My God, my God, why have you forsaken me?
Why are you so far from saving me,
so far from my cries of anguish?
2 My God, I cry out by day, but you do not answer,
by night, but I find no rest.
Disclaimer: I have been attending my mother’s Sunday school class for the past few weeks discussing Jesus’ “I Am” statements in the book of John and I have so appreciated her teachings that I am going to steal one of her most memorable points and paraphrase it here (sorry mom; they do say that mimicking is the highest form of praise, don’t they?).
During her teachings, my mother made a comment that has been echoing in my head for weeks: she said that God is not primarily concerned with our comfort, or our prosperity, or our ease, or our success. He is chiefly concerned that we see and know him. All of our needs and wants and desperate prayers are valuable to and heard by God, but they are secondary to God’s desire for us to see and know that He alone is God.
She was speaking particularly about the passage of scripture in John 9 where Jesus heals the man who was born blind. The disciples ask him, “Rabbi, who sinned, this man or his parents, that he was born blind?” (John 9:2). Their question reveals their framework for understanding suffering: they perceived affliction as being punishment, the righteous consequence for a previous sin, either individually or generationally. Jesus completely turns this notion upside down with a simple sentence: “‘Neither this man nor his parents sinned,’ said Jesus, ‘but this happened so that the works of God may be displayed in him'” (John 9:3). What a radically different perspective! The blind man’s suffering was not an act of an angry God disciplining and rebuking, but the act of a merciful and gracious God who desired this man come to see and believe in Jesus and therefore allowed him to suffer. God was not ignorant of the man’s blindness nor was he maliciously inflicting the man’s blindness to right past wrongs. God’s desire was to call this man to Himself. Without his blindness, he would not have come to seek healing from Jesus. Without his suffering, he would not have come to belief. If he had been perfectly healthy, Jesus would have no reason to interact with him and their paths might never have crossed. Without the season of being blind, he would never seen the true light.

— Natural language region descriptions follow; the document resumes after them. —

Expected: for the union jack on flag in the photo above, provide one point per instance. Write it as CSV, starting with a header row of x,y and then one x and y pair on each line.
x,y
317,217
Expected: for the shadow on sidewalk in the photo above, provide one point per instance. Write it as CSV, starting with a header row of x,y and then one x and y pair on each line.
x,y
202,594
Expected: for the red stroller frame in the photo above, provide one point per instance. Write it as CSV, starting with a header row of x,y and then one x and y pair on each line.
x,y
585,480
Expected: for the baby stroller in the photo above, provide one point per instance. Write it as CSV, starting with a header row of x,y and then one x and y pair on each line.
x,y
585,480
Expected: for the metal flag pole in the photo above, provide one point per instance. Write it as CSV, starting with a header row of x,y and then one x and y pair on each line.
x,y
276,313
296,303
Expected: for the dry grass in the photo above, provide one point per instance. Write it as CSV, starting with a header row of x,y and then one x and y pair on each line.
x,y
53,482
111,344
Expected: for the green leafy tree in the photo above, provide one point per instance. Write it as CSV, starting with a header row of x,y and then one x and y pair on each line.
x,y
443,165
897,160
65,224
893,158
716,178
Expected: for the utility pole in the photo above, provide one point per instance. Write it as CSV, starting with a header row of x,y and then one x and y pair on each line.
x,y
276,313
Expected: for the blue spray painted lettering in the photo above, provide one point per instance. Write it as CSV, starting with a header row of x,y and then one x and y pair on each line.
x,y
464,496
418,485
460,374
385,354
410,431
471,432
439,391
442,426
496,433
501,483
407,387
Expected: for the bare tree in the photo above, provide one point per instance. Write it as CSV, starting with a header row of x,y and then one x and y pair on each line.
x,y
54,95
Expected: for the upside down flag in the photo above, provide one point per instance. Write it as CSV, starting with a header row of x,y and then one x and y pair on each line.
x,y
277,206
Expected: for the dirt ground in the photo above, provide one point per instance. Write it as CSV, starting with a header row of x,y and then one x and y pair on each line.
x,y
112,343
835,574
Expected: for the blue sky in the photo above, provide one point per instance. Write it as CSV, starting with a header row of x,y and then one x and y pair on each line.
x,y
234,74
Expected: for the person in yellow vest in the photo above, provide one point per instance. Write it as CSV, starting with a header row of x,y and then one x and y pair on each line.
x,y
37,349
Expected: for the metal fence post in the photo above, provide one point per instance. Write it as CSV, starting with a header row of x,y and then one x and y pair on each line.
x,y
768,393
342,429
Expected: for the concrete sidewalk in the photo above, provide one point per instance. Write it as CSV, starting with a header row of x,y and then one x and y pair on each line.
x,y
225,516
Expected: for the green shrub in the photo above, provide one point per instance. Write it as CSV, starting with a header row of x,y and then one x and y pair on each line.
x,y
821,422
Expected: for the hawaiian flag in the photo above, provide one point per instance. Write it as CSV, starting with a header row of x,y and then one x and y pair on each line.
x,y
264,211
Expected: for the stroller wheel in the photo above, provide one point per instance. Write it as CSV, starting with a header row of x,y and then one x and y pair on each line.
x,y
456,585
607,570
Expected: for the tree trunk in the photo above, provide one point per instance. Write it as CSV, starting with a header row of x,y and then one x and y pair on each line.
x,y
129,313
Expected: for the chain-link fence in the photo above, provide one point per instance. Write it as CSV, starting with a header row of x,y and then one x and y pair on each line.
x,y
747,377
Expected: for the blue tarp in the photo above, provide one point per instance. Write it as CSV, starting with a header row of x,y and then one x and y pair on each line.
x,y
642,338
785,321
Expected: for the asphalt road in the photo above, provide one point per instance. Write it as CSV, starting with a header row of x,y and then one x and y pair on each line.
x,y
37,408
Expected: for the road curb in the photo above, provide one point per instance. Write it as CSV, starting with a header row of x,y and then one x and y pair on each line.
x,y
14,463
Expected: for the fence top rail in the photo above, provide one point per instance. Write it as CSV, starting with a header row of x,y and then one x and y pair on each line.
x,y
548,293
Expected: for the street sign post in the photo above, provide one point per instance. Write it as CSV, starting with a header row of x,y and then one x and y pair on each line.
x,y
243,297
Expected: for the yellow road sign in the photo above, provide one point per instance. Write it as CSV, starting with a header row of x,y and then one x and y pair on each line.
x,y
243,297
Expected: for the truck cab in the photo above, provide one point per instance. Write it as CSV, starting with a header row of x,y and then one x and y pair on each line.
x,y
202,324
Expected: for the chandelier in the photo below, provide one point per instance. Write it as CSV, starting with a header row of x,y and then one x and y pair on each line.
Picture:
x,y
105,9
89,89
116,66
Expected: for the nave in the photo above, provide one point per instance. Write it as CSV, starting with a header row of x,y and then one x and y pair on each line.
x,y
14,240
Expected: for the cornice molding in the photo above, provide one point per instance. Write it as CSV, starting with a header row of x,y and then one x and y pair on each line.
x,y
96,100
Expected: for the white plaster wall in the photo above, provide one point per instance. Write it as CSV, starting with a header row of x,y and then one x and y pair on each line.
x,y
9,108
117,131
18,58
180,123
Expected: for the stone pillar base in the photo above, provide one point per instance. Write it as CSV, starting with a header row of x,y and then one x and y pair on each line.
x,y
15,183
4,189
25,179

Jesus said, “I am the light of the world. Whoever follows me will never walk in darkness, but will have the light of life” (John 8:12). We go through seasons of darkness that we may recognize the light when it is revealed to us. God does not allow us to suffer out of punishment or malice, but out of the depth of compassion, a compassion that wants so much more than comfort, or ease, or success, or fame, or prosperity for us. God’s primary desire is to draw us to himself through his son, Jesus Christ, even if that involves seasons of distance from God, like the Psalmist, or periods of blindness, like the believer in the Book of John. May we take comfort during suffering in the knowledge that God is pursuing our greatest good and drawing us to himself.